In the book "The C programming language" its written that the last else statement in else-if construction can be used for error checking to catch an impossible condition.
Can anyone provide a simple example for this?
"Impossible" here means "shouldn't happen", not literally "can't happen", it being obviously pointless to check for the latter.

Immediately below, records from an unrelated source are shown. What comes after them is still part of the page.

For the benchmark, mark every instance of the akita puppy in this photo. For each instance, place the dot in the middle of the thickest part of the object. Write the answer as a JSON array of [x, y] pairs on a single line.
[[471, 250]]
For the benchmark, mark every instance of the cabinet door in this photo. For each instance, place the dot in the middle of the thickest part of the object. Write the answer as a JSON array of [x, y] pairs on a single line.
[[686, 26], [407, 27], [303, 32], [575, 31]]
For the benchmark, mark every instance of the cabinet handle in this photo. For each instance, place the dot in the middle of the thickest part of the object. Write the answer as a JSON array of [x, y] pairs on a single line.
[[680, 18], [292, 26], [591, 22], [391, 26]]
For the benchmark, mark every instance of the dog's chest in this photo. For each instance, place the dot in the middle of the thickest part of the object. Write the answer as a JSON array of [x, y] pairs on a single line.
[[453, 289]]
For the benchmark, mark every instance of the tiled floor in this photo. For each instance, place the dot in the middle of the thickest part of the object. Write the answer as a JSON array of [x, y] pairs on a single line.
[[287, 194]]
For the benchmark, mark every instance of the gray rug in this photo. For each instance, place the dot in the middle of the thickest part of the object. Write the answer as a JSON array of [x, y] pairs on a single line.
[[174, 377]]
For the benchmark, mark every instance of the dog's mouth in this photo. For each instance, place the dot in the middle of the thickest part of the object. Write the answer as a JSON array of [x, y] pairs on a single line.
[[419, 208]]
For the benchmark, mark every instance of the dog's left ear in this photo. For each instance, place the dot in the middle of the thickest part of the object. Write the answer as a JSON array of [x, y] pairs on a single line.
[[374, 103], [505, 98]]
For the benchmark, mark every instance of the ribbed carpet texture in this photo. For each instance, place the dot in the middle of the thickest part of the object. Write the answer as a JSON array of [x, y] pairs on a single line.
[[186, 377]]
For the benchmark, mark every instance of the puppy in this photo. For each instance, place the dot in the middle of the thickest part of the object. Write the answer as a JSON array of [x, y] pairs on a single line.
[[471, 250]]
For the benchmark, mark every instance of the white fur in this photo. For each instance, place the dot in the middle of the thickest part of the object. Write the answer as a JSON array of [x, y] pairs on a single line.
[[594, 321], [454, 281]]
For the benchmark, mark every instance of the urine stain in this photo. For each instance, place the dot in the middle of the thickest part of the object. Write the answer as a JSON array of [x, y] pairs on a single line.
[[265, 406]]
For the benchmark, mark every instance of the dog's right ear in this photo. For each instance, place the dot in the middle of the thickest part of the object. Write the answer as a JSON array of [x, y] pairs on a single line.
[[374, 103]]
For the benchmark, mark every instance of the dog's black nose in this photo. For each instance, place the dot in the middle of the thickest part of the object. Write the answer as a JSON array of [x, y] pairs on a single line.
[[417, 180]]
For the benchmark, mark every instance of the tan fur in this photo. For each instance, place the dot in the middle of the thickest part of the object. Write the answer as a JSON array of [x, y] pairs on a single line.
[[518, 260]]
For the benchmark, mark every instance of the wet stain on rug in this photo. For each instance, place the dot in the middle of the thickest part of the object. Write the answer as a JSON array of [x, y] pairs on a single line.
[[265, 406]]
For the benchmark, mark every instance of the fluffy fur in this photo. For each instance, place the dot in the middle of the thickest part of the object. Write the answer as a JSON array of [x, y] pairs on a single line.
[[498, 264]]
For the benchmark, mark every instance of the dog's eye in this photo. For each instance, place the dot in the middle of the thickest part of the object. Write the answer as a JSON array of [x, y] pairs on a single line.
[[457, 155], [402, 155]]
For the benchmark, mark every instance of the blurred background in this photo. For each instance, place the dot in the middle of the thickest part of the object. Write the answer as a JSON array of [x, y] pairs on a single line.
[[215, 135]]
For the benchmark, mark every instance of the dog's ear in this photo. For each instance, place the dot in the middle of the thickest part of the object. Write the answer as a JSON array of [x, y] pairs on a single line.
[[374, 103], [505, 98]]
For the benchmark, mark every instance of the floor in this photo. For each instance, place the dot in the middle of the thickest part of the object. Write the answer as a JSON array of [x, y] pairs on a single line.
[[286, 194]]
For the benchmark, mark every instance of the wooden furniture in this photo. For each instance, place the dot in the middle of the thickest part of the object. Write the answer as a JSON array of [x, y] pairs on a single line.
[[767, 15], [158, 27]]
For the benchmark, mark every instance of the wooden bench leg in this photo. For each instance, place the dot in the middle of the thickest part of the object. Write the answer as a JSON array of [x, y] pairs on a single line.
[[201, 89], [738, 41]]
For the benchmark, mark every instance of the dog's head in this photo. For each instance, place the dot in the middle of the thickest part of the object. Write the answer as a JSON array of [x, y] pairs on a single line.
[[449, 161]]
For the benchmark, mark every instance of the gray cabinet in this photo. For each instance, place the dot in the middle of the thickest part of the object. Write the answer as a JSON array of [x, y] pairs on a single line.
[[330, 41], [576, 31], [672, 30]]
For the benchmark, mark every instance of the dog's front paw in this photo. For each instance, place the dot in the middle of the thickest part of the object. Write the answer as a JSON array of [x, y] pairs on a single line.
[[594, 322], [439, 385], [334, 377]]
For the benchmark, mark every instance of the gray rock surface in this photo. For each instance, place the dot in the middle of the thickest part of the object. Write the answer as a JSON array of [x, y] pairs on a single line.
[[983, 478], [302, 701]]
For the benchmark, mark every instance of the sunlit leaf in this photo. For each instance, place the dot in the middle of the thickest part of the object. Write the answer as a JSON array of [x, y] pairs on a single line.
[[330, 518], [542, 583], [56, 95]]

In other words, you think you've written your code so that a variable can, at a given time, only have the values 1
, 2
or 3
, and you write your if
statements to handle them, but then add a final else
clause that does something to grab your attention so that if you're wrong, and your code is not as watertight as you thought, then you'll be able to see, and the bug won't just escape your attention.
For instance:
if ( val == 1 ) {
/* Do something normal */
} else if ( val == 2 ) {
/* Do something else normal */
} else if ( val == 3 ) {
/* Do something else else normal */
} else {
/* We shouldn't get here, but just in case we do... */
printf("ERROR - val has an unexpected value!\n");
exit(EXIT_FAILURE);
}
Maybe something like this:
int manipulteBit(int bit) {
if(bit == 0) {
//it's 0
//...
} else if(bit == 1) {
//it's 1
//...
} else {
//error, I expect 0 or 1
}
}
If you wrote a function that takes a number and should decide it it's 1 or 0, it should know how to deal with "invalid" input.